In a comprehensive review by Chasiotis et al. (38) in 2023, six non-pharmacological interventional studies on the rehabilitation of cerebellar ataxia in patients with MS were analyzed (39). Of the six studies, three were randomized controlled trials that included two rehabilitation protocols. One protocol was task-oriented training (kinematic exercises involving routine daily life tasks) (40, 41), and the other was functional rehabilitation training (42). The remaining three studies were pilot studies with small sample sizes (10-20 participants) that examined the following protocols: combination of NDT-Bobath approach and traditional physiotherapy (43), reeducation using robotic and visual biofeedback (a physiotherapy technique that helps patients control their muscles by visualizing muscle activity in real time) (44), functional rehabilitation (45). The review by Chasiotis et al. (38) revealed that the patient’s symptoms and quality of life improve when a combination of different rehabilitation techniques is used to treat ataxia. Furthermore, the symptoms significantly improved when evenly distributed external torso weights and dynamic plasters were used for the treatment of trunk and extremity tremors (46, 47).
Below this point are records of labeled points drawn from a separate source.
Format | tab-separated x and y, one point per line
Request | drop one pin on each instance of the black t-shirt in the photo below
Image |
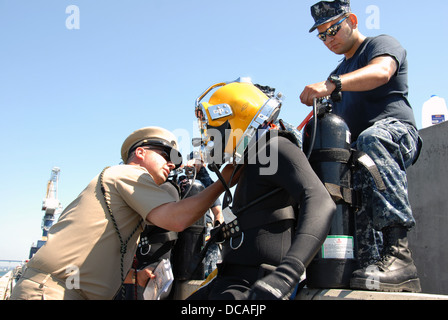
360	110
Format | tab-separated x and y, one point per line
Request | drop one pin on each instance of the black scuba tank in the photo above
330	158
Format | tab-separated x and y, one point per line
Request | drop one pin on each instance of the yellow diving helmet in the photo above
236	112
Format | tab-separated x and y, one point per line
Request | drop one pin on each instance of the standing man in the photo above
373	80
91	247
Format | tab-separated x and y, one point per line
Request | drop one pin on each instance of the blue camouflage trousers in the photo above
393	146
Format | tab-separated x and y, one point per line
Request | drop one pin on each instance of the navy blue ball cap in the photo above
326	11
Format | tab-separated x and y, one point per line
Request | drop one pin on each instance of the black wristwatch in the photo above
336	80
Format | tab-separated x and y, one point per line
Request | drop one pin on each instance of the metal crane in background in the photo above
51	206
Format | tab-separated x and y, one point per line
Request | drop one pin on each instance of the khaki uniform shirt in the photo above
84	239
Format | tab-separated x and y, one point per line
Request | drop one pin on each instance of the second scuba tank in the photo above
330	159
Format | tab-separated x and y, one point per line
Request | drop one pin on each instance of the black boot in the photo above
395	271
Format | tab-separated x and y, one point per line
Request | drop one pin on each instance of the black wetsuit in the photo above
288	227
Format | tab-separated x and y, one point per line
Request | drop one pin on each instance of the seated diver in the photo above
283	211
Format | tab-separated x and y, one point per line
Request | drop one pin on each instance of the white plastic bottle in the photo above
434	111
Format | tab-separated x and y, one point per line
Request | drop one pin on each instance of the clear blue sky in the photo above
69	97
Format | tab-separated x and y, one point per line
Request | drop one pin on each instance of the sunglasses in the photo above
332	31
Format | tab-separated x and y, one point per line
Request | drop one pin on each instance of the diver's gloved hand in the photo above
279	284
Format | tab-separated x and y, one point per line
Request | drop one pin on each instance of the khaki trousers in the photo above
36	285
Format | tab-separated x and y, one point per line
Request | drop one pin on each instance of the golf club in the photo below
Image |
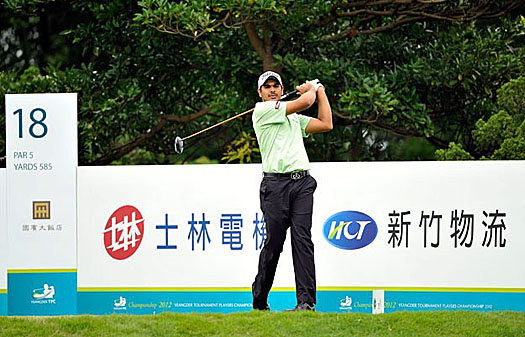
179	142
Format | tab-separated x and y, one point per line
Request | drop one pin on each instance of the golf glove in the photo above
316	83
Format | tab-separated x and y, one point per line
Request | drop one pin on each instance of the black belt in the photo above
291	175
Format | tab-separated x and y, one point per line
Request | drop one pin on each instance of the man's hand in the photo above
315	83
305	87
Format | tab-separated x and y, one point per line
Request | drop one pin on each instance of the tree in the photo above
502	136
151	71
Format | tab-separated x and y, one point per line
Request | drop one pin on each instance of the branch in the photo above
392	129
404	12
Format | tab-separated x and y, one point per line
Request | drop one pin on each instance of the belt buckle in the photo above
296	175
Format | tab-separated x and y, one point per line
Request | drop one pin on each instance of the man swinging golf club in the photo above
287	188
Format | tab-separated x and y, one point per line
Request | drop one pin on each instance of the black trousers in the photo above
287	203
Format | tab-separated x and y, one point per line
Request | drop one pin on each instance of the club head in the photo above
179	145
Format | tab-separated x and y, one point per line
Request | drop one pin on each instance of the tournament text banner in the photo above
432	235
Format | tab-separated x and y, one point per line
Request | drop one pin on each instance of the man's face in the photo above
271	90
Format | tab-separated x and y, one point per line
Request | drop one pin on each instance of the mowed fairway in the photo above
272	324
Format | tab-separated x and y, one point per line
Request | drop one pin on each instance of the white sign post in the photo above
3	245
41	207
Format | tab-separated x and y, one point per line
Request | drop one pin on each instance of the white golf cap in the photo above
268	75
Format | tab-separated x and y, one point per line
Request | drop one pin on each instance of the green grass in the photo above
273	324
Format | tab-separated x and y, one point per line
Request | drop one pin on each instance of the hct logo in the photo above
123	233
350	230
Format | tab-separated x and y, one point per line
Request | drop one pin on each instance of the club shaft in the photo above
219	124
231	118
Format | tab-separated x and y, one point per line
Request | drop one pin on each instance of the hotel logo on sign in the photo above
41	210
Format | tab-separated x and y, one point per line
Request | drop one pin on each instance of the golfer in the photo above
287	187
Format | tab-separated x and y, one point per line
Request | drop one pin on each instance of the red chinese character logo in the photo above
123	233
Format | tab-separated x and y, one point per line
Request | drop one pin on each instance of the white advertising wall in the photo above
473	215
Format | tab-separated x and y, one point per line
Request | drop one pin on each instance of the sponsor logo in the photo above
123	232
350	230
41	210
44	295
345	303
120	304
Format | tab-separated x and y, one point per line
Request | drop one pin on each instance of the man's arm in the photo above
323	122
307	92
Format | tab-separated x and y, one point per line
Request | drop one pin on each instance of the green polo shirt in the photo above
280	137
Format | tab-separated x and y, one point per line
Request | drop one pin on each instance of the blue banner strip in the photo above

In conclusion, although ataxia is very common in patients with any stage of MS and throughout the disease course, studies in this field are insufficient. Ataxia typically manifests a few months after a spinal or brainstem/cerebellar relapse. However, they may occasionally be the presenting symptom of a relapse. Failure to recognize MS as a potential cause of new-onset movement disorder can lead to delays in the diagnosis and initiation of disease modifying therapy (47). Therefore, more studies on the frequency, pattern and severity of ataxia, associated factors, MRI features, and treatment modalities of MS-related ataxia are required.